The many translations of "indeed"

daal

探花
Recently, I came across the word 的确 in DuChinese, so I looked it up and found that it meant "indeed." I remembered that I had learned another word for indeed, 确实 so I decided look them up in pleco and compare. Since the definitions didn't tell me much about the usage, I entered "indeed" in English, which pulled up an entry in the ABE English-Chinese dictionary. I clicked on it, and was surprised to find that there were also a number of entries in the NWP English-Chinese dictionary as well. Both dictionaries are enabled, and my first question is why did only the ABE definition show up initially - does NWP perhaps not have "indeed" as a keyword? In any case, both of these dictionaries offered all in all 8 Chinese words to represent "indeed," and some nice example sentences, and I was starting to think that I was getting a handle on how the concept "indeed" is represented in Chinese, when the idea occurred to me to search Chinese dictionaries for "indeed" as well, so I clicked the white E button turning it to a blue E button, and was then shown Chinese words that Chinese dictionaries had translated as "indeed" and indeed there were quite a few, in fact, almost 50! Why is it that Chinese dictionaries think that there are about six times more ways to translate "indeed" than English dictionaries do?
 

Shun

状元
Hi daal,

one reason for this must be that the English-Chinese dictionaries only give the most commonly used Chinese translations for the word "indeed", and they only include words that can stand alone to mean one shade of "indeed". Among the full-text matches in the Chinese-English dictionaries, some have other words next to them, like "if indeed", or are dated, literary, informal, only used in certain regions, or are part of an example sentence for another word. So all the words in an English-Chinese dictionary should be possible to understand correctly by the average listener, while the matches in the Chinese-English dictionaries are more dependent on background knowledge to be used properly. But of course, it's always useful to check the full-text matches because sometimes, one has this background knowledge, and will find the most fitting word this way.

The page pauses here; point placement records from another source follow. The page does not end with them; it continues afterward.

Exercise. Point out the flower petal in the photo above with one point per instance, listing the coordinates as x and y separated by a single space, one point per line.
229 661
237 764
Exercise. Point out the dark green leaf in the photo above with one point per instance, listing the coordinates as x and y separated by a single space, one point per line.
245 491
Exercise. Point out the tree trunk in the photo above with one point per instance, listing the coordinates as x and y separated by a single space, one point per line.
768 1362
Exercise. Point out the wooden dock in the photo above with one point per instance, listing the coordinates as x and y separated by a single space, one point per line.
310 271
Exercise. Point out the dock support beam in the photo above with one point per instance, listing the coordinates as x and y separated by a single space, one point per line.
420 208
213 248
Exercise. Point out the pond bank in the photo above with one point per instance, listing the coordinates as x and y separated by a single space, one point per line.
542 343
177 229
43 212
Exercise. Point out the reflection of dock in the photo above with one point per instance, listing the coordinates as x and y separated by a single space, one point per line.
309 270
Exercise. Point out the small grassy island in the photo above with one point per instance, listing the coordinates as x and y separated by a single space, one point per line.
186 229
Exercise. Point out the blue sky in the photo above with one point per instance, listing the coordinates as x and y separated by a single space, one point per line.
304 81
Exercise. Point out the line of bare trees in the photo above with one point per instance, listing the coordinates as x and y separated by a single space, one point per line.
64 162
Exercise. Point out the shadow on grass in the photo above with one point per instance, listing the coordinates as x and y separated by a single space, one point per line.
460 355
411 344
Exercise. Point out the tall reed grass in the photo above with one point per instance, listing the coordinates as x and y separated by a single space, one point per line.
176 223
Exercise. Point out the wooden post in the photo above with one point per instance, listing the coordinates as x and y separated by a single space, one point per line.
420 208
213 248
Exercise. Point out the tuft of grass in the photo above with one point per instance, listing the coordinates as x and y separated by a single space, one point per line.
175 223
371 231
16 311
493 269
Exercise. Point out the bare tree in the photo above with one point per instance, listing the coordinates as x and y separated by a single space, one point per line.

I think there will also be a Boolean searching feature, which would allow one to do full-text searches with more than one keyword, and make the results list even more relevant.

As to the first question: On my device, both the ABE and NWP dicts appeared from the start. Maybe the ABE was first selected as the only dictionary?
 

feng

榜眼
I just checked indeed in a couple of online English thesauruses. One I think had 27 words, the other even more. A lot of them looked like odd choices. It would be interesting to see the almost 50 words you found.

Also, as Shun suggested, background knowledge is important. For example, Pleco has 21st Century English-Chinese Dictionary (or whatever the name is). I have the paper edition. It is wonderful for an advanced learner or native speaker because of the level of nuance. That same level of nuance, in the form of plenty of choices for many words, would make it problematic for a beginning or intermediate student who just wants the 'right' or 'common' word -- for which I suggest Langenscheidt's little pocket dictionary which has almost no nuance whatsoever.